Policja wydała komunikat dotyczący zdarzenia z poniedziałku. Poseł Konfederacji Konrad Berkowicz nie zapłacił za część zakupów, co wywołało burzę i oskarżenia o próbę kradzieży.
Nie milkną echa poniedziałkowego incydentu, w którym uczestniczył poseł Konfederacji i wiceprezes Nowej Nadziei Konrad Berkowicz. Polityka przyłapano w sklepie Ikea na wynoszeniu towaru o wartości 390 zł.
Natychmiast interweniowała ochrona, która zatrzymała posła i wezwała policję. Skończyło się na mandacie, ale sprawa wywołała burzę w mediach. W końcu komunikat w sprawie wydała też policja.
„Dzisiaj, w godzinach przedpołudniowych, w jednym z krakowskich marketów meblowych pracownicy ochrony ujęli mężczyznę, który nie zapłacił za zakupy.
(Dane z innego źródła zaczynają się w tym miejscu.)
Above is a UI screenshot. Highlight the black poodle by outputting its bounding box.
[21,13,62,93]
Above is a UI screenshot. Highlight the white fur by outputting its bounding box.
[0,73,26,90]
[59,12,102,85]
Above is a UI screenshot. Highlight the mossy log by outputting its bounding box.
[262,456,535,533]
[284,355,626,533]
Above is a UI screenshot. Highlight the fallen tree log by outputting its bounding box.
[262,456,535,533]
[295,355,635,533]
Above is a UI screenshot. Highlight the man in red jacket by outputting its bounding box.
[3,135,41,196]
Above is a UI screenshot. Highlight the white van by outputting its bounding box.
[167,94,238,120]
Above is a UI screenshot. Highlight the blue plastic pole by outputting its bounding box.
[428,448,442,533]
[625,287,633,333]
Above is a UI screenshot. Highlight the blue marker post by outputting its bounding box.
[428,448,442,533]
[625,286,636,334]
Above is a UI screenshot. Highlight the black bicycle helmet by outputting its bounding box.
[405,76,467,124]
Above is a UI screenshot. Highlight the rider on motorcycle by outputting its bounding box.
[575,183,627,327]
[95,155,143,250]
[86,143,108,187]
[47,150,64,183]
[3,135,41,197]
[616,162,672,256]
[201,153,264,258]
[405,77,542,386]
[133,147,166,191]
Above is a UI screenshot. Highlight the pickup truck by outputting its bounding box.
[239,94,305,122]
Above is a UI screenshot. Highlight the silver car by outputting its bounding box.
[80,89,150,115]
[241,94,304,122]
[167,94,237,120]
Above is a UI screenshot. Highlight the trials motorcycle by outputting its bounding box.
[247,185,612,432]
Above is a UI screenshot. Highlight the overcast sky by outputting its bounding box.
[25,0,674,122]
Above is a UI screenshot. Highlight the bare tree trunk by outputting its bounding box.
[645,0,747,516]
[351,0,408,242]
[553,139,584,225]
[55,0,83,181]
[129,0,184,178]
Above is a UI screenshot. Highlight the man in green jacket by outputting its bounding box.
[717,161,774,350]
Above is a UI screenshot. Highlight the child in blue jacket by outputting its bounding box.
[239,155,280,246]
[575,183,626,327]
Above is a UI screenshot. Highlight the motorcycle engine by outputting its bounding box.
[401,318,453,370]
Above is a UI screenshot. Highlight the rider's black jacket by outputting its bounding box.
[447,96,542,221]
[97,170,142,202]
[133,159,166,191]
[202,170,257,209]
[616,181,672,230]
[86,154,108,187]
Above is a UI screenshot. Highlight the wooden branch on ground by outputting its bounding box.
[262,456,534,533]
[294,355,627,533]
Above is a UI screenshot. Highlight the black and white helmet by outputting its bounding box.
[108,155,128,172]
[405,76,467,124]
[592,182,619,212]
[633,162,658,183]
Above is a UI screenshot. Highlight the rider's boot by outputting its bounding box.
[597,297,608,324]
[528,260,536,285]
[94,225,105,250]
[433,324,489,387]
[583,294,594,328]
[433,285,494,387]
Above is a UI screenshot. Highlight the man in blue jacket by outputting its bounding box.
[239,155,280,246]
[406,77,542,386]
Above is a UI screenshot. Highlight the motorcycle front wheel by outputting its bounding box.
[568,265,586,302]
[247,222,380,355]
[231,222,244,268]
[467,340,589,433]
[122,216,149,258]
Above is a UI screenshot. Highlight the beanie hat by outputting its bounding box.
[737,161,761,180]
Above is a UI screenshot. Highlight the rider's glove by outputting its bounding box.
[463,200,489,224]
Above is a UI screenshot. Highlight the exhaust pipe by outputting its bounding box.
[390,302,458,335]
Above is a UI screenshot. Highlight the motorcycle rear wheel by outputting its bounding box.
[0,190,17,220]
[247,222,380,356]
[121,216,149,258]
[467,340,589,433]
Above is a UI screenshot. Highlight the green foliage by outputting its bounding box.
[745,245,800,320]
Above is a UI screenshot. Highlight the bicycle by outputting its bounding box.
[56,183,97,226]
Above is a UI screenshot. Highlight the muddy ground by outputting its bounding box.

Policjanci wezwani na miejsce, po ustaleniu okoliczności zdarzenia ukarali mężczyznę mandatem karnym w wysokości 500 złotych. Mężczyzna przyjął mandat. Jak się później okazało, jest on czynnym posłem na Sejm RP” – napisano na oficjalnym profilu służby na platformie X.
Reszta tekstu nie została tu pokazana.